What concerns me is how people read something and totally fail to understand what it is saying. This article, not a report, specifically states it is for HIGH RISK.
It also states
"I don't mean to imply that the OraQuick oral fluid test isn't a good test. In fact, I think it has potentially a very important role in a lot of testing settings. I just would emphasize that the use of oral fluid testing in very high-risk settings, such as these high-risk testing programs in San Francisco needs probably to be backed up by the use of some other more sensitive test in addition to make sure that patients don't have acute infection."

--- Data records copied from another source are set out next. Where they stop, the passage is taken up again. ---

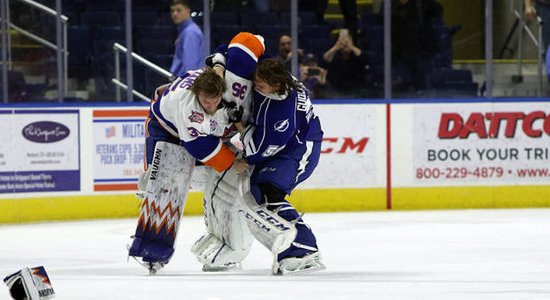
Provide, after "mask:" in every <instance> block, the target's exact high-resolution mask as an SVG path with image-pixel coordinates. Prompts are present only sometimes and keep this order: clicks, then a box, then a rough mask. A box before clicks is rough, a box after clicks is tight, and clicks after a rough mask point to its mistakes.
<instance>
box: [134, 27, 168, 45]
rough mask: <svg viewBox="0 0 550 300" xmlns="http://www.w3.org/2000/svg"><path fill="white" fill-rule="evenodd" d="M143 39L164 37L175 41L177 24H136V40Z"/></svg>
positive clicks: (157, 38) (135, 37) (135, 38)
mask: <svg viewBox="0 0 550 300" xmlns="http://www.w3.org/2000/svg"><path fill="white" fill-rule="evenodd" d="M141 39H164V40H168V41H172V42H174V41H175V40H176V27H175V26H166V25H158V26H135V27H134V41H139V40H141Z"/></svg>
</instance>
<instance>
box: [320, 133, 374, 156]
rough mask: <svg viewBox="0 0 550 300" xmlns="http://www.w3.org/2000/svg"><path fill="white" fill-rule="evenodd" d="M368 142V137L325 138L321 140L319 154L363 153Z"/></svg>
mask: <svg viewBox="0 0 550 300" xmlns="http://www.w3.org/2000/svg"><path fill="white" fill-rule="evenodd" d="M368 142H369V138H368V137H364V138H355V139H354V138H351V137H343V138H336V137H327V138H323V149H322V150H321V153H323V154H328V153H346V152H350V151H351V152H356V153H363V152H364V151H365V147H367V143H368Z"/></svg>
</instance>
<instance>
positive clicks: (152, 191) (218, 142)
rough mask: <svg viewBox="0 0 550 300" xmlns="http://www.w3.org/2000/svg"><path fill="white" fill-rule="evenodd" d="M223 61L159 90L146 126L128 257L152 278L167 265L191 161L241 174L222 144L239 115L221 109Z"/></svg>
mask: <svg viewBox="0 0 550 300" xmlns="http://www.w3.org/2000/svg"><path fill="white" fill-rule="evenodd" d="M224 64H225V61H224V59H223V58H220V57H218V58H216V59H215V61H214V65H215V67H214V69H212V68H204V69H200V70H195V71H189V72H187V73H185V74H184V75H182V76H180V77H178V78H177V79H176V80H174V81H173V82H172V83H170V84H167V85H164V86H161V87H159V88H158V89H157V90H156V91H155V97H154V99H153V100H152V102H151V106H150V111H149V116H148V118H147V120H146V141H145V155H146V163H147V168H146V172H145V173H144V175H143V176H141V178H140V181H139V184H138V185H139V190H140V192H139V194H140V195H141V196H142V199H143V203H142V207H141V212H140V216H139V220H138V225H137V228H136V232H135V235H134V237H133V238H134V240H133V242H132V245H131V247H130V248H129V255H130V256H132V257H135V258H136V259H137V258H138V257H141V258H142V261H143V264H144V265H145V266H146V267H147V268H148V269H149V271H150V272H151V273H155V272H156V271H157V270H158V269H160V268H162V266H164V265H165V264H166V263H168V262H169V261H170V258H171V257H172V254H173V253H174V242H175V239H176V234H177V231H178V227H179V223H180V217H181V215H182V213H183V208H184V206H185V200H186V198H187V194H188V190H189V184H190V180H191V175H192V171H193V168H194V166H195V159H196V160H199V161H200V162H202V163H203V164H205V165H206V166H209V167H211V168H212V169H214V170H216V171H219V172H223V171H227V170H228V169H230V168H231V169H233V170H234V171H235V172H241V171H243V170H244V169H245V168H246V167H247V165H246V163H245V162H244V161H242V160H239V159H237V158H236V156H235V154H234V152H233V151H231V150H230V149H229V147H228V146H227V145H226V144H224V141H225V140H226V139H228V138H229V137H230V135H231V134H234V132H235V128H234V125H233V123H232V122H231V120H232V116H233V115H234V114H235V113H237V114H238V112H236V111H235V109H234V108H228V107H226V106H224V105H223V103H222V100H221V98H222V95H223V93H224V92H225V90H226V86H225V82H224V80H223V77H222V76H223V71H224Z"/></svg>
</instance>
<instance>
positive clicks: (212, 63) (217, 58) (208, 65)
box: [204, 53, 225, 69]
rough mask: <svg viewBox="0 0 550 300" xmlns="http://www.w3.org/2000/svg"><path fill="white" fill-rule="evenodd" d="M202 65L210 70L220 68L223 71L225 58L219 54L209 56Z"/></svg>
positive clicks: (209, 55)
mask: <svg viewBox="0 0 550 300" xmlns="http://www.w3.org/2000/svg"><path fill="white" fill-rule="evenodd" d="M204 64H205V65H207V66H209V67H211V68H213V67H215V66H221V67H223V68H224V69H225V56H223V54H221V53H214V54H210V55H208V56H207V57H206V59H205V60H204Z"/></svg>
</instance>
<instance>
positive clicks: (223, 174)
mask: <svg viewBox="0 0 550 300" xmlns="http://www.w3.org/2000/svg"><path fill="white" fill-rule="evenodd" d="M210 172H211V174H210V175H209V178H208V181H207V183H206V187H205V192H204V218H205V224H206V228H207V233H206V234H205V235H203V236H202V237H201V238H200V239H199V240H198V241H197V242H196V243H195V244H194V245H193V247H192V248H191V252H192V253H193V254H195V256H196V257H197V259H198V260H199V262H201V263H202V264H203V265H204V268H203V270H205V271H219V270H224V269H227V268H228V267H229V268H231V267H233V266H238V265H240V262H241V261H242V260H243V259H245V258H246V256H248V253H249V252H250V247H251V245H252V241H253V236H252V234H251V233H250V231H249V229H248V226H247V224H246V220H245V219H244V216H243V215H242V214H240V213H239V211H240V208H241V203H240V201H238V198H240V191H239V189H238V186H237V184H238V182H237V181H238V175H237V174H236V173H235V172H233V171H232V170H228V171H226V172H224V173H219V172H216V171H215V170H213V169H211V171H210Z"/></svg>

If you want to fuel your anxiety by misreading an article please do so, please don't ask others to join you. If you are the same guy that posted your misrepresentation of this article on another HIV forum I will repeat here what I said there “Stop fear mongering.”
Use a condom correctly and consistently for anal and vaginal penetrative sex and you won't have to worry about testing.
They were saying that the non-oral antibody tests and Western Blot picked up infections that the oral test did not, though. I wish they'd be more specific when issuing dangerous statements.
Thanks. I'm fairly confident that I didn't, but most testing centers use the OraQuick oral test, so any time in the future that I test, I will be nervous about it.
You have never had an exposure.
The conclusion were that clinics were not following the correct testing guidelines as issued by OralSure Tech. You need to test 3 months post exposure and as far as a Western Blot it too is done 3 months post exposure on all positive test results.
It was a study from 2009, though. I'm not sure if URLs are allowed to be posted here, but here it is: http://www.thebody.com/content/art50558.html
It is the "also some antibody positive infections that turned out to be positive on standard -- other antibody tests and on the western blot" statement that concerns me.